After three days, the sisters — who she didn’t name — were found when one of them called a Bunny Mother at the Playboy Mansion and told them they’d been held at Cornelius’ house. Head of security Joe Piastro set out to collect them and found them “bloodied, battered [and] drugged.”
She alleged: ” One was locked in one room and the other was in another room. They were tied up and bound, and the sister could hear her screaming. There were wooden objects that you were sodomized with and she could hear her other sister being brutalized.”
In line with Playboy policy, police were not notified and the bunnies were advised not to speak out about their alleged ordeal.
Masten said: “The thing that was so outrageous to me, that made me so angry, was that no charges were filed and Don Cornelius’ privileges as a number one VIP were never suspended. He was back in the club the following week.
“These young girls, what they went through, nobody has any idea. My job was to pick up the pieces. I had to pick up the pieces of these kids. They were kids!
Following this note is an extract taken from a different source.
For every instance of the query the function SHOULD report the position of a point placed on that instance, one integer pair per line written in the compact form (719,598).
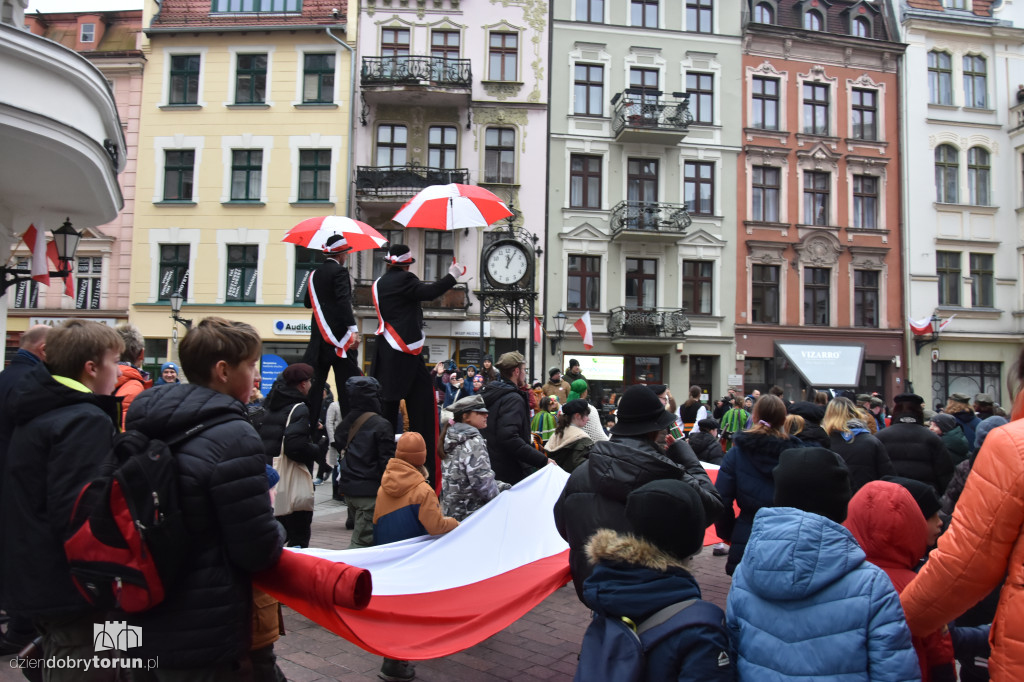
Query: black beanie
(813,479)
(668,514)
(923,494)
“I blame myself a lot, I have such guilt about not coming forward, but I knew that the establishment wouldn’t allow me to come forward. And who’s going to believe me? Nobody’s going to believe me.”
Cornelius’ son, Tony Cornelius, told People magazine that Masten’s account is an “unbelievable story without real proof” and “salaciousness.”
Following Monday’s episode of “Secrets of Playboy,” a disclaimer appeared on-screen, which reminded viewers that “the vast majority of the allegations” made in the docuseries “have not been the subject of criminal investigations or charges, and they do not constitute proof of guilt.”